When you have just a moment or two to engage someone in a business discussion, why would your speech be “crafted” about yourself? The answer is easy: You don’t know anything about the business of the person you’re talking to — the pitch is designed to be memorized and regurgitated in elevators to any captive.
Want my attention? Tell me you know what my business is about and how you can make it better. Tell me about yourself later, after I behave as if I want to know.
 Melanie “stumbled” upon my blog.
The analog in our social lives is this phone call:
“Hi. I had nothing to do tonight so I thought I’d call you.”
Gimme a break.
 Four sentences into it, Melanie is still talking about herself.
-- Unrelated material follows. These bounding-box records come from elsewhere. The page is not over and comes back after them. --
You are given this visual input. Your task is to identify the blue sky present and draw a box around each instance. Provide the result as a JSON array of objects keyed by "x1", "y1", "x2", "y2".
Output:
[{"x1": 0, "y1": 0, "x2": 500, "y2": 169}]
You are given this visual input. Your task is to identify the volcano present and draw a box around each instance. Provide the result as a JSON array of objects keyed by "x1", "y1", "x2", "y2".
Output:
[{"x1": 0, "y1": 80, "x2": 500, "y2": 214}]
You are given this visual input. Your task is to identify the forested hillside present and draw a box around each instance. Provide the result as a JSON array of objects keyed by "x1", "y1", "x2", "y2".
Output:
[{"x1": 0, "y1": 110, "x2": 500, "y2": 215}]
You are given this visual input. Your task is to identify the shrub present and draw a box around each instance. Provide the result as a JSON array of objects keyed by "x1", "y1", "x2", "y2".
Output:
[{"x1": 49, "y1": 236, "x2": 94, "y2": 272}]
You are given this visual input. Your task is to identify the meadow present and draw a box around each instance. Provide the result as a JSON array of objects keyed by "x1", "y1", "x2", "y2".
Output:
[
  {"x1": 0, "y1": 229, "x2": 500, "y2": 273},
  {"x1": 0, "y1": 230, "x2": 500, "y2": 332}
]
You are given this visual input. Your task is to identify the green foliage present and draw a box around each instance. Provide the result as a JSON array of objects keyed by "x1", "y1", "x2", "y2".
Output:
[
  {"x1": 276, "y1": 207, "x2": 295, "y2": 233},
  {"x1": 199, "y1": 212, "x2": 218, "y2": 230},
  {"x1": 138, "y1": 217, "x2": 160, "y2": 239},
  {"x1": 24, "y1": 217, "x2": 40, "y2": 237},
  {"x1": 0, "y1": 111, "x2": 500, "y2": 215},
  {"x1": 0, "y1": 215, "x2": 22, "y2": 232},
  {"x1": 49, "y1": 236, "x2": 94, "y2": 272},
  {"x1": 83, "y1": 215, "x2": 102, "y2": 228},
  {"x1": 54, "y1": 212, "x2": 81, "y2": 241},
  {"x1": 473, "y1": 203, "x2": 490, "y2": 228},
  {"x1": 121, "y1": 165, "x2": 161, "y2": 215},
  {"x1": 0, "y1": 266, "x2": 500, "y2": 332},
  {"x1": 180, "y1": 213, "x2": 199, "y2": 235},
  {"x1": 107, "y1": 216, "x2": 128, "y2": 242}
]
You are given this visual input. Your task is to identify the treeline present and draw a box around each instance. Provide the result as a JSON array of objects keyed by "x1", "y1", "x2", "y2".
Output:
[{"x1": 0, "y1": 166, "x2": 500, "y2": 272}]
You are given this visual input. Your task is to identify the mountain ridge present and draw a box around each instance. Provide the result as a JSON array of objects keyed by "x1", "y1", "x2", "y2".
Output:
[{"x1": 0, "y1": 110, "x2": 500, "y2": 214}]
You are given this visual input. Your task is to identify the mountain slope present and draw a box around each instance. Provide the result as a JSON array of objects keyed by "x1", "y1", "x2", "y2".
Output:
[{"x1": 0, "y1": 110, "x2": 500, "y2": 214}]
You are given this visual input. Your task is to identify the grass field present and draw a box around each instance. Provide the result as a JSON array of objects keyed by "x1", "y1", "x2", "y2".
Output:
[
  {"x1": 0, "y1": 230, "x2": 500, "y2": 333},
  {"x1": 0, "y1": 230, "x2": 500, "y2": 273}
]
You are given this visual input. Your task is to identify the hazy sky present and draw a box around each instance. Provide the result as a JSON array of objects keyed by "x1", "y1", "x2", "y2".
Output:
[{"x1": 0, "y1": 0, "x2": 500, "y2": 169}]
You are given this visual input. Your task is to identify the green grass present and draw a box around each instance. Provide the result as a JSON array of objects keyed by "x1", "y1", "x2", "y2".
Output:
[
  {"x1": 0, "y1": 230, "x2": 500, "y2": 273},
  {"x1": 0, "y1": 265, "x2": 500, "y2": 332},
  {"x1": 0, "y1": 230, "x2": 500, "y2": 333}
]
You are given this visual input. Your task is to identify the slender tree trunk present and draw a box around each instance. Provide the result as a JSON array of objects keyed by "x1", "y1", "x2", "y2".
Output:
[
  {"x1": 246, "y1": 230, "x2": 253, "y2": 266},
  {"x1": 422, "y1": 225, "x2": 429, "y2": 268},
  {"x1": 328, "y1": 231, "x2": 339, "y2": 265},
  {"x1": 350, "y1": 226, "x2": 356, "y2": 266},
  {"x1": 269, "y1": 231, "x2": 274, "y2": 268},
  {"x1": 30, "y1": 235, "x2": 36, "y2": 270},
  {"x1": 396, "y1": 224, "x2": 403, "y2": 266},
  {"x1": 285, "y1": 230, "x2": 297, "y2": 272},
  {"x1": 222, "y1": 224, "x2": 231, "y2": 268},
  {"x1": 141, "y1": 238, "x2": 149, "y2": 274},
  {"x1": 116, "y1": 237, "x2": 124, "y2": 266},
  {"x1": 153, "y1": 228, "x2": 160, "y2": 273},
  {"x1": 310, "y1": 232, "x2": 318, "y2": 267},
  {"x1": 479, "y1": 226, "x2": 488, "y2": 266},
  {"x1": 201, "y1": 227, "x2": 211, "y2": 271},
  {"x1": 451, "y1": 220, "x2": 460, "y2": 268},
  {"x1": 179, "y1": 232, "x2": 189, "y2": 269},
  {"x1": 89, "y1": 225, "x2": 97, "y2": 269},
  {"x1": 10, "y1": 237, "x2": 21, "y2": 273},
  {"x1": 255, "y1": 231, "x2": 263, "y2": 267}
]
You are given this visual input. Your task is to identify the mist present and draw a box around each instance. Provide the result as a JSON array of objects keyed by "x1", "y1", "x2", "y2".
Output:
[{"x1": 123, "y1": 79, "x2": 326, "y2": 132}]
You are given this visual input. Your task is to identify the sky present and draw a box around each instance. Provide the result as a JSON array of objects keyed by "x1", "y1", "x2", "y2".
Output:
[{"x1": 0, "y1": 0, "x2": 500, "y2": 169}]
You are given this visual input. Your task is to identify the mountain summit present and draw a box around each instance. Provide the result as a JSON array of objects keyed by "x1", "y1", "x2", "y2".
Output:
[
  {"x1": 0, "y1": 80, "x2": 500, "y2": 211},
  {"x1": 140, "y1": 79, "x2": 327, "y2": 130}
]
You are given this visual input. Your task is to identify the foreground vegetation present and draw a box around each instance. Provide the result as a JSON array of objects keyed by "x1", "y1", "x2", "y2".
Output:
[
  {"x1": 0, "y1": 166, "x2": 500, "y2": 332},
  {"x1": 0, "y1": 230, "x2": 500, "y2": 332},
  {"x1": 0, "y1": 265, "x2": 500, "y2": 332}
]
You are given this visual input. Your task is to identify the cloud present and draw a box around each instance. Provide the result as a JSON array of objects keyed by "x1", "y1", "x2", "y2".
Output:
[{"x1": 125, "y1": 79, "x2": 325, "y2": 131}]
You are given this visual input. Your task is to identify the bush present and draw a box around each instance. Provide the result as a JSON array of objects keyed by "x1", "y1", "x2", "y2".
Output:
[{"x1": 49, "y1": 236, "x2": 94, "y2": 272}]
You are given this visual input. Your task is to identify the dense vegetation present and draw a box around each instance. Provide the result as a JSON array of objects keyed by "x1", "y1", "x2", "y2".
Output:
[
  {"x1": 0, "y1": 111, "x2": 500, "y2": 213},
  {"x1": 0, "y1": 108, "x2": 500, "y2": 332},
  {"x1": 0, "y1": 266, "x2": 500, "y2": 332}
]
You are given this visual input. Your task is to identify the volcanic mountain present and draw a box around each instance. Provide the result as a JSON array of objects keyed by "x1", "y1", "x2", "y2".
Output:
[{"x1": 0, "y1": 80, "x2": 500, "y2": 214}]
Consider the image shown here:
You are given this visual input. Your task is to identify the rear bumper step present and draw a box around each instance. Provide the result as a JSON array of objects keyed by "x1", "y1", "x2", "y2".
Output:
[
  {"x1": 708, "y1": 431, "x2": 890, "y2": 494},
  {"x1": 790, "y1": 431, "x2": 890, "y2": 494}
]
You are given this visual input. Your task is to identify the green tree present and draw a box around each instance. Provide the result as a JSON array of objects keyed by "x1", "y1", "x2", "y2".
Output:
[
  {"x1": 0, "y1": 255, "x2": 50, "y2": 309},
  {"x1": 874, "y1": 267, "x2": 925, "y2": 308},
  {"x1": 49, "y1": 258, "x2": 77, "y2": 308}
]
It’s pretty clear she has no idea what Ask The Headhunter is about. She worked in education, so she will write educational articles. About whatever.
Elevator pitches are painful to create because they must account for the orator’s ignorance yet pretend to be insightful. Save yourself the trouble. If you need to break the ice with someone you don’t know, don’t talk about yourself or express what you think. Instead, ask them a question. People love it when we express interest in them. They are turned off when we recite stuff about ourselves.
 Melanie suggests she’s qualified.
What is Melanie qualified to do for me? She hasn’t indicated she has any idea what I need. She’ll write anything for any audience, never mind who the audience is. And that’s the fatal flaw with any elevator pitch. By design it demonstrates one thing above all else: The speaker knows so little about the listener that she promises anything and everything.
Here’s the insult: After the recitation, an elevator pitcher wants me to go figure out what to do with her and her ideas. No thanks. I’d rather she do that work.
[6 & 7] This part of the pitch is the punch line.
Usually, an elevator pitch ends with the orator handing over a resume or suggesting the listener invest a couple of hours in breakfast or lunch to listen to more. After delivering this elevator pitch about herself, Melanie wants me to spend the next hour reading six of her articles.
She’s showing me examples of her work — and she’s telling me to go figure out whether her work is relevant to my business. I didn’t approach her — she approached me. So the burden is on the elevator pitcher to make her case. Suggesting I go figure it out is not making a case.
Consider what an elevator pitch is really about: You and your assumptions.
If you want to do business with someone, why would you open the conversation by talking about yourself and about what’s important to you? If you want to do business with me, spend the precious minute you have with me proving you know about my business and what I need. Prove you thought enough about my business in advance to offer something useful to me.
Ouch — you’d have to invest an awful lot of time and effort in me first, eh? Why would you? Why, indeed? And why should I devote two seconds to listening to you recite?
Do you have an elevator pitch? What is it? What reactions do you get when you recite it? What’s your reaction to elevator pitches? Am I just a rude S.O.B. who needs to be more tolerant and pretend to listen to anyone who wants my time? I want to know what you think.